Jakarta, Aktual.com – Asep Sukarno, tersangka kasus korupsi pengelolaan dana hibah Badan Kerja Sama Pembangunan (BKSP) Jabodetabekjur, mengajukan gugatan praperadilan terhadap Kejaksaan Agung di Pengadilan Negeri Jakarta Selatan.

Pakar Hukum Tata Negara Universitas Padjajaran, Prof Pantja Astawa berpendapat dalam pasal 385 Undang-Undang Pemda (UU 23/2014) dikatakan apabila aparatur sipil negara (ASN) terjadi penyimpangan, itu tidak serta merta langsung masuk ranah hukum pidana.

“Tapi bisa dilakukan penyelesaiannya melalui jalur administratif terlebih dahulu,” kata Pantja, Minggu (2/8).

Ia menjelaskan, didalam pasal tersebut disebutkan kehadiran Aparat Pengawas Internal Pemerintah (APIP) berwenang untuk menerima pengaduan masyarakat atas adanya penyimpangan oleh ASN agar ditindaklanjuti.

“Jadi kalau pelanggaran sifatnya administratif, itu diserhkan kepada APIP untuk ditangani sendiri, tapi kalau pelanggaran yang bersifat pidana, baru diserahkan ke penegak hukum,” ujarnya.

Menurut dia, tujuan dari pasal itu untuk menghindari terjadinya kriminalisasi dari kebijakan dan pelaksanaan program pemerintah oleh aparat sipil negara. “Karena ASN terkadang ragu dan takut untuk bekerja melaksanakan program pemerintah,” jelas dia.

Ia menambahkan, terkait dengan adanya kerugian negara senilai Rp1,2 miliar, harusnya BPKP dan APIP boleh melakukan audit yang tetap dilaporkan kepada BPK (Badan Pemeriksa Keuangan).

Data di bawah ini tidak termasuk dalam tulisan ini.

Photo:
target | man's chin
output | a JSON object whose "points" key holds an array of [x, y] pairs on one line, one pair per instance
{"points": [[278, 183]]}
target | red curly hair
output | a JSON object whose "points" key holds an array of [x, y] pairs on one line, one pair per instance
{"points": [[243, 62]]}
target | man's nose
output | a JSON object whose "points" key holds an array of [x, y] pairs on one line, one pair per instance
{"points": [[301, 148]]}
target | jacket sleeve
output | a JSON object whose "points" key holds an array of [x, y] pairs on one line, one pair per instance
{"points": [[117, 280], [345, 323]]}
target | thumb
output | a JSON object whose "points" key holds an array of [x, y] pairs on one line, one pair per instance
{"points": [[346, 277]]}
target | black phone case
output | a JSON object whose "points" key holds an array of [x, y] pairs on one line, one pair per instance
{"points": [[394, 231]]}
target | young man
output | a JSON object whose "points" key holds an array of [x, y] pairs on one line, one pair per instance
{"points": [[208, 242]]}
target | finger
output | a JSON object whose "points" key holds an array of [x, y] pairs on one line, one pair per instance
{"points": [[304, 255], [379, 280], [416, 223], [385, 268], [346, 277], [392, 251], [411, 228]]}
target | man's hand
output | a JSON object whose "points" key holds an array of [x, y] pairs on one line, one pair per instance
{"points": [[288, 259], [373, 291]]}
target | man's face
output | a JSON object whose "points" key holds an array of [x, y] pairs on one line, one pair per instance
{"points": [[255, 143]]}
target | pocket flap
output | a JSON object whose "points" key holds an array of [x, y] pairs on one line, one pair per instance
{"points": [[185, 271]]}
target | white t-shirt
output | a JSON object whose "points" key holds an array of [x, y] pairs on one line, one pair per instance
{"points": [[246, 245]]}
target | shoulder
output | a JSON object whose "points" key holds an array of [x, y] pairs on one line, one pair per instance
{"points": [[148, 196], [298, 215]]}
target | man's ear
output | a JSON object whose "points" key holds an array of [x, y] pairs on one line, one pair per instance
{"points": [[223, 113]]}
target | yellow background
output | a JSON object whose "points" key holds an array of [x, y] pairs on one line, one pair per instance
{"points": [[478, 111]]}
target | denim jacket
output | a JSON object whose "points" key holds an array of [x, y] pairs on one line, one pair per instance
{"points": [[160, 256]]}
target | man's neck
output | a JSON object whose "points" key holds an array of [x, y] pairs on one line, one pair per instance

Karena hal itu sesuai pasal 9 Undang-Undang 15 tahun 2004 tentang pemeriksaan, pengelolaan dan tanggung jawab keuangan negara dan pasal 10 dari  UU 15 tahun 2006 tentang Badan Pemeriksa Keuangan.

“Jadi institusi yang berwenang untuk men-declare terjadi kerugian Negara adalah BPK (Pasal 10 UU 15 tahun 2006). Kejaksaan Agung harus koordinasi dulu dengan APIP dan harus mendasarkan adanya audit BPKP,” katanya.

Untuk diketahui, kasus korupsi BKSP ini langsung ditangani oleh Kejaksaan Agung dan dinyatakan merugikan keuangan negara sebesar Rp1,2 Miliar.